Emma Fitzpatrick is an Irish contemporary painter and printmaker based in Dublin. Her work explores landscape, time, and human interaction with place through monotype and etching.

She has exhibited widely across the UK, including national open exhibitions, and was awarded an Arts Council England grant to support the development of her practice. She has undertaken residencies including Cill Rialaig Arts Centre and Brisons Veor, which have influenced her approach to landscape and mark-making.

Her work is informed by the remote natural landscapes of Ireland’s West Coast. Through printmaking processes such as monotype, drypoint and etching, she creates images that balance deliberate line with expressive, gestural mark-making.

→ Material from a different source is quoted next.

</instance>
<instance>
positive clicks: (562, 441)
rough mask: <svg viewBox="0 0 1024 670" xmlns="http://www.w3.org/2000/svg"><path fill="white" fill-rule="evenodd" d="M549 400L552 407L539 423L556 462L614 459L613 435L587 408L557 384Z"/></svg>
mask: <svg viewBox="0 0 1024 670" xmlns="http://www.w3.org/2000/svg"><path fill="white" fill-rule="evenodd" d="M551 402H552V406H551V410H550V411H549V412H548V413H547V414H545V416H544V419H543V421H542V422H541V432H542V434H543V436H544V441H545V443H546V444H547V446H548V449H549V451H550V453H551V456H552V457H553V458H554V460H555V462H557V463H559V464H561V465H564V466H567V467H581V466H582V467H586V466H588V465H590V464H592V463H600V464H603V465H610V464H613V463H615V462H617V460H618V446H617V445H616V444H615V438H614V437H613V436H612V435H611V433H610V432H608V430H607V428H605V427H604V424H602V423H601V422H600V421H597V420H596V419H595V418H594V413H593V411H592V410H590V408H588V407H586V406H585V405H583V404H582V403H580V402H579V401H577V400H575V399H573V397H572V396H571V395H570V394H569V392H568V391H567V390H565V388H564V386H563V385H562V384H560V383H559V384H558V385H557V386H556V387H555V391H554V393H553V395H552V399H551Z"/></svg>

Alongside her exhibition practice, she has completed commissioned projects for organisations including Canal & River Trust, Leicester City Council, and a boutique hotel in Leicester. Her work is held in private collections in the UK and Ireland.

Selected exhibitions include Woolwich Contemporary Print Fair, Bankside Gallery, the Royal Society of British Artists, Royal West of England Academy, Society of Women Artists, Ty Pawb, Tarpey Gallery, Cank Street Gallery, and the Royal Hibernian Academy, Dublin.

Artist Statement

My landscape work is shaped by the vast, remote terrains of Ireland’s West Coast. I draw on its dramatic weather fronts, primordial character, and the scattered traces of past human presence. Through printmaking, I explore the tension between human ingenuity for survival and the enduring forces of nature over time.

Sketching outdoors within these elemental landscapes allows me to experience their vastness directly, heightening an awareness of human scale against geological time. I absorb the atmosphere of place and carry that sensory experience into the studio, where it informs prints that balance control with expressive gesture. The shifting weather systems I depict become metaphors for environmental and human turbulence.

Working primarily in monotype, drypoint and etching, I use deliberate line alongside fluid mark-making to reflect the fragile balance between structure and unpredictability. Drawing and painting from observation form an essential part of my process, allowing me to record atmosphere, movement and spatial memory that later inform the distilled visual language of the prints.